Step 1. Raw shift in usage. The rate of increase for each amino acid is given by the slope of the regression line between the frequency of the focal amino acid and the mean per residue of the indexes of sites not occupied by the focal amino acid of each protein (unbiased mean). The exclusion of the focal amino acid would give a mean cost per residue that is independent of the occurrence of this amino acid.
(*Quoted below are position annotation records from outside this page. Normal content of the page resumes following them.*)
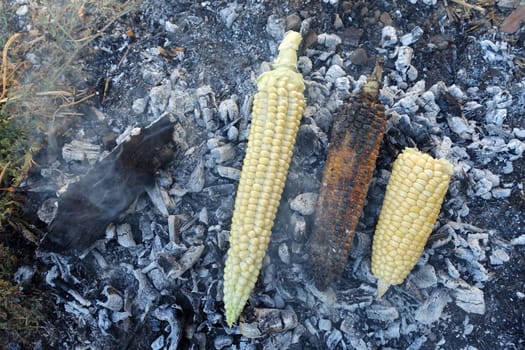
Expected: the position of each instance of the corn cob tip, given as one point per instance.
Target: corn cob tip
(382, 287)
(374, 81)
(413, 199)
(288, 51)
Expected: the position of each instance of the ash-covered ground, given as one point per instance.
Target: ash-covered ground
(453, 86)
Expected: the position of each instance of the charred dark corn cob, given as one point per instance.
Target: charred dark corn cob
(355, 140)
(277, 110)
(413, 199)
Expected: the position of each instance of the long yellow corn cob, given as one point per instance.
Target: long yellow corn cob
(413, 199)
(277, 110)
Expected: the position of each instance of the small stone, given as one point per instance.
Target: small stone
(358, 56)
(229, 172)
(460, 127)
(159, 97)
(80, 151)
(470, 299)
(228, 110)
(229, 14)
(275, 26)
(412, 37)
(222, 341)
(388, 36)
(496, 116)
(284, 254)
(330, 41)
(22, 10)
(498, 257)
(519, 133)
(125, 236)
(197, 178)
(223, 153)
(333, 73)
(382, 313)
(299, 226)
(171, 27)
(482, 188)
(432, 308)
(425, 277)
(338, 22)
(501, 192)
(404, 58)
(412, 73)
(304, 65)
(304, 203)
(386, 19)
(139, 105)
(518, 240)
(325, 324)
(293, 22)
(158, 344)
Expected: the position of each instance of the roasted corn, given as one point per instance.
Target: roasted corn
(276, 114)
(354, 144)
(413, 199)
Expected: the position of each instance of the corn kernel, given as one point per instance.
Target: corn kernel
(392, 262)
(276, 113)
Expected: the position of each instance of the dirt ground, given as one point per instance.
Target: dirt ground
(459, 93)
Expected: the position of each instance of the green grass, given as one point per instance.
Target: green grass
(35, 98)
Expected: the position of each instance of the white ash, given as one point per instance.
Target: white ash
(186, 257)
(81, 151)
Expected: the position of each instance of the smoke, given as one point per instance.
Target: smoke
(108, 189)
Step 2. Slope standardization. It is obtained by the following calculation:

Standardized slope = slope * abs(y/x) where y is the mean per residue of the relevant 19 amino acid types of the indexes of all proteins and x is the mean percentage usage of the focal amino acid in all proteins. The abs refers to the absolute value as many indexes have both positive and negative values.

Step 3. Obtaining the variation in gradients. The gradient consistency test score is obtained by the correlation between the absolute shift in usage (slope) for each amino acid and the respective index that measures the amino acid strength for the characteristic.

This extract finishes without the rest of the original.